01_file_system_scanner_.md - it255ru/duplo GitHub Wiki

Chapter 1: File System Scanner

Imagine your computer's hard drive as a huge library. Over time, you've added many books (files) to different shelves (directories). Some books are big, some are small, and some you haven't touched in ages. If you wanted to find all the duplicate books or just get an idea of what kinds of books you have, where would you start? You'd probably need to make an inventory first!

This is exactly what the File System Scanner in duplo does. It's like a super-efficient librarian who meticulously goes through every shelf and lists out every book.

What Problem Does It Solve?

Before we can find duplicate files, categorize them, or decide what to delete, duplo needs to know what files even exist in the first place. The File System Scanner handles this crucial first step.

Use Case: You want to clean up a messy folder full of pictures, videos, and documents to find out what's taking up space and identify potential duplicates.

To solve this, duplo needs to:

  1. Go through every corner of the folder.
  2. Find every single file.
  3. Note down some basic details about each file.

Let's see how duplo starts this process.

How duplo Uses the Scanner

When you run duplo, you tell it which main directory (folder) to explore. For example, if you want to scan a folder named my_messy_folder:

python main.py my_messy_folder

This simple command kicks off the File System Scanner.

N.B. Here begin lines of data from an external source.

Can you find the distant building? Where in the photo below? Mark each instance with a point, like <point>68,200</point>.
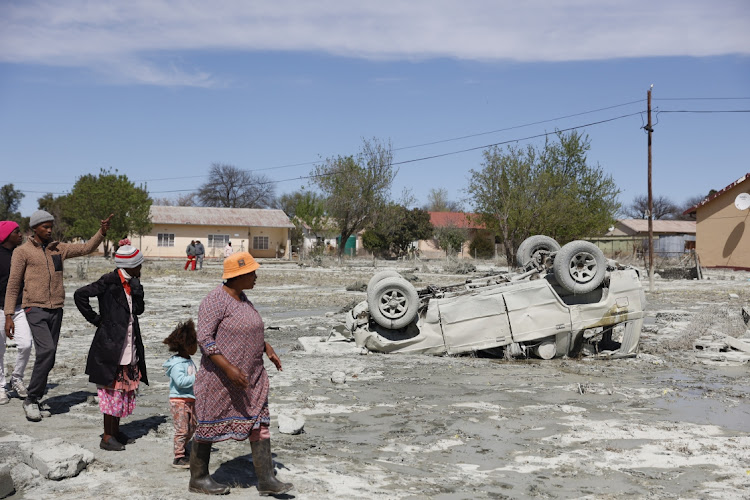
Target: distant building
<point>467,221</point>
<point>723,235</point>
<point>672,238</point>
<point>262,232</point>
<point>325,238</point>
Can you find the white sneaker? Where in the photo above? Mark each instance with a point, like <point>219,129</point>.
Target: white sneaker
<point>32,411</point>
<point>17,385</point>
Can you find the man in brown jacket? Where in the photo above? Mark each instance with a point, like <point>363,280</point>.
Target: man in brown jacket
<point>38,264</point>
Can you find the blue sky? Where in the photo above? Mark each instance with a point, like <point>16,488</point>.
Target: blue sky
<point>161,89</point>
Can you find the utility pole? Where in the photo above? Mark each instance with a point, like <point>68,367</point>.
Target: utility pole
<point>650,130</point>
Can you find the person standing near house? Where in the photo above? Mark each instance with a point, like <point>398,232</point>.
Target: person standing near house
<point>38,265</point>
<point>116,362</point>
<point>200,251</point>
<point>10,238</point>
<point>190,251</point>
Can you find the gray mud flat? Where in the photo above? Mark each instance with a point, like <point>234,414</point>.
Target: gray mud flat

What Happens? The scanner will begin its work, and you'll see a message like this, indicating it's starting to build its inventory:

[+] Начинаем сканирование директории: my_messy_folder

After it finishes, the scanner provides a summary of its findings, which looks something like this (though it will be followed by more detailed information):

============================================================
СВОДНАя СТАТИСТИКА
============================================================
Общее количество файлов: 1234
Общий объем данных: 1.50 GB

This "inventory" is a list of all files found, along with their path, size, and when they were last changed. It's the foundation for everything else duplo does!

What Information Does the Scanner Collect?

The File System Scanner focuses on gathering only essential details about each file. Think of our librarian analogy again: the librarian notes the title, author, and publication date of each book, but they don't read the entire book's content at this stage.

For each file, the scanner notes:

  • Full Path: The exact location of the file on your computer (e.g., /home/user/my_messy_folder/pictures/holiday.jpg).
  • Size: How much space the file takes up (e.g., 2.5 MB).
  • Last Modified Time: When the file was last changed or saved.

Important: The scanner does not read the actual content inside your files. This keeps the scanning process fast and efficient.

Under the Hood: How the Scanner Works

Let's peek behind the curtain to understand how our diligent librarian (the File System Scanner) performs its task.

Step-by-Step Walkthrough

  1. Start at the Top: duplo receives the main directory you want to scan (e.g., my_messy_folder).
  2. Look Around: It opens this main directory and looks at everything inside: files and other sub-directories.
  3. Process Files: For every file it finds in the current directory, it quickly jots down its path, size, and last modified date.
  4. Dive Deeper: If it finds a sub-directory, it "steps into" that sub-directory and repeats steps 2 and 3. This continues until there are no more sub-directories to explore.
  5. Build the Inventory: As it goes, it keeps adding all this collected file information to one big list.
  6. Report Back: Once every file in every sub-directory has been listed, it provides the total count and size of all files found.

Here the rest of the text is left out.